Merck’s Gardasil/Gardasil-9 vaccine is in second place in terms of revenue share. Gardasil protects against sexually transmitted human papillomavirus (HPV) types 6, 11, 16, and 18, and Gardasil-9 protects against types 6, 11, 16, 18, 31, 33, 45, 52, and 58. There are more than 100 types of HPV, of which at least 14 are associated with cancer, which is why Merck’s vaccines are in growing demand globally.
The main growth driver for vaccine demand is massive immunization programs in regions like China. In 3 out of 4 of the WHO’s scenarios, the demand is set to grow at a CAGR of 8%+ in 2022-2025.
My projections
In 2023, Merck’s revenue is expected to stay flat compared to the high base of 2022 as Lagevrio sales are expected to be less than $1 billion in 2023. Net profit in 2023 is likely to be more than halved due to a fairly large acquisition of Prometheus Biosciences for almost $11 billion.
But still, all in all, even if “another pharmaceutical” (non-Keytruda, Januvia, or Gardasil) grows at a historic neutral of 3% and the animal health segment at 2%, this would still mean 6.5% revenue CAGR through 2025.
That leaves us with $10.29 in earnings per share and 10.43x forward 2025 P/E. That is a very cheap valuation considering the company’s position in key markets.
Moreover, the dividends are still in play. Merck has been paying dividends for 33 years in a row and has been increasing them for 12 years in a row. The forward dividend yield (2023E) is 2.7%.
The main risk to consider
The main risk for Merck in the long term is competition from peers, which Keytruda may face after the key patent expires in 2028. My estimates suggest its share rising to 43.3% in 2025. If it will keep growing at the same pace the contribution to total revenue would reach 48.3% in 2028. For comparison, AbbVie’s Humira share was 36.6% at the moment of the LOE.
Thus, Merck’s prospects after 2028 are still unclear as it would take years to offset nearly half of the revenue loss.
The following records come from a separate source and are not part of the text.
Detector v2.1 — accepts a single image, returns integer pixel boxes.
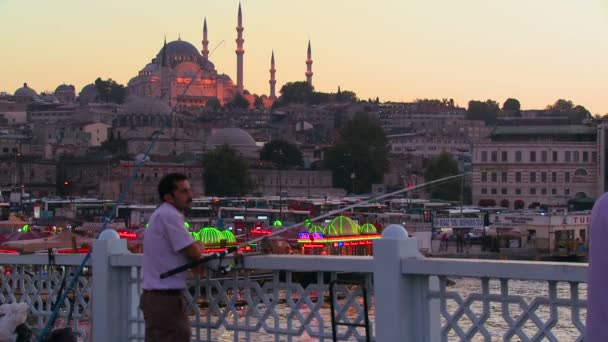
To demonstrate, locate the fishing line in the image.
[36,56,201,342]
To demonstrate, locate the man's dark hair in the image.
[158,173,188,202]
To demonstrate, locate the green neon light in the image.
[190,232,201,241]
[199,227,226,245]
[308,226,323,233]
[359,223,378,234]
[222,230,236,243]
[323,216,359,237]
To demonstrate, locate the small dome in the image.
[207,128,256,148]
[122,96,171,115]
[324,216,359,237]
[55,84,76,93]
[15,83,38,99]
[141,63,158,72]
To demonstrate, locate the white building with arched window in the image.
[472,125,603,209]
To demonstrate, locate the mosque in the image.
[128,3,312,108]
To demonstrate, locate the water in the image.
[195,278,587,341]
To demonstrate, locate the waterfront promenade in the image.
[0,226,587,341]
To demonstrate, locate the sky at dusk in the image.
[0,0,608,114]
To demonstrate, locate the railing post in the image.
[91,231,130,342]
[374,224,439,342]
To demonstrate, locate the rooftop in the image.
[492,125,597,137]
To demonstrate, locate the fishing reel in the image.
[208,242,243,276]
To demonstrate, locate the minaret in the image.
[269,50,277,100]
[235,2,245,92]
[201,18,209,60]
[305,40,313,87]
[160,37,171,103]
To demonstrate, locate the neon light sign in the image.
[303,243,325,248]
[118,232,137,239]
[250,229,272,235]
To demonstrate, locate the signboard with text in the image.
[435,217,483,228]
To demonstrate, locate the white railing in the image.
[0,226,587,341]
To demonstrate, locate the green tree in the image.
[280,81,314,104]
[466,100,499,125]
[228,93,249,109]
[203,145,253,196]
[205,97,222,111]
[95,77,127,104]
[545,99,591,123]
[424,152,460,201]
[260,139,302,169]
[324,113,388,193]
[101,138,127,155]
[253,95,264,109]
[502,98,521,113]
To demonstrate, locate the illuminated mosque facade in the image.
[128,4,312,108]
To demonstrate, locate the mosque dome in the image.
[122,96,171,115]
[55,84,75,93]
[156,39,202,66]
[55,84,75,93]
[15,83,38,99]
[207,128,256,148]
[141,63,158,73]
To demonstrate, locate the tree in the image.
[324,113,388,193]
[100,138,127,155]
[253,95,264,109]
[466,100,499,125]
[545,99,591,123]
[260,139,302,169]
[205,97,222,111]
[203,145,253,196]
[280,81,314,104]
[95,77,127,104]
[228,93,249,109]
[502,98,521,113]
[424,152,461,201]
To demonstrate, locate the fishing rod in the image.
[36,62,201,342]
[160,172,470,279]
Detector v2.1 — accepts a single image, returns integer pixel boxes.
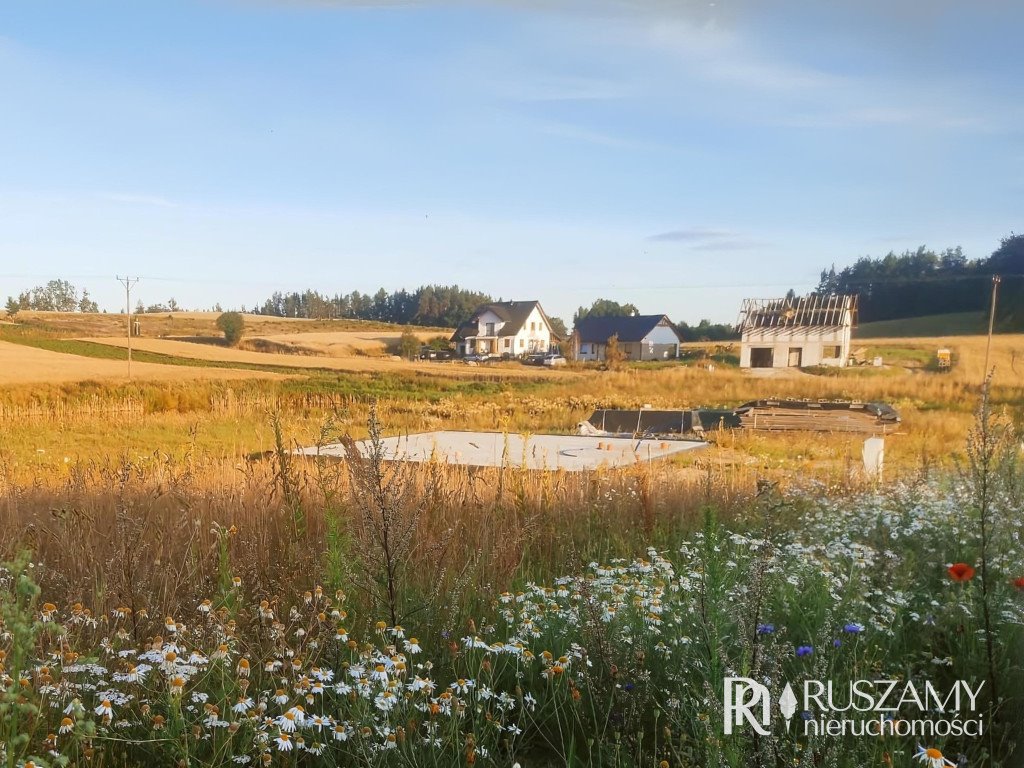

The closer we get to 2028, the greater the pressure on stock prices, unless the company manages to find a new bestseller even remotely comparable to Keytruda’s scale.
Final thoughts
Keytruda opportunities are truly massive as more and more studies tend to show the drug’s success in treating new and new diseases. Keytruda’s growth wave reminds me of AbbVie’s Humira back in the days. I believe Merck will be able to hold onto the ‘highest grossing drug in the world’ spot for as long as the patent wall allows and continue its rapid growth until the loss of exclusivity.
Analyst’s Disclosure: I/we have no stock, option or similar derivative position in any of the companies mentioned, but may initiate a beneficial Long position through a purchase of the stock, or the purchase of call options or similar derivatives in MRK over the next 72 hours. I wrote this article myself, and it expresses my own opinions. I am not receiving compensation for it (other than from Seeking Alpha). I have no business relationship with any company whose stock is mentioned in this article.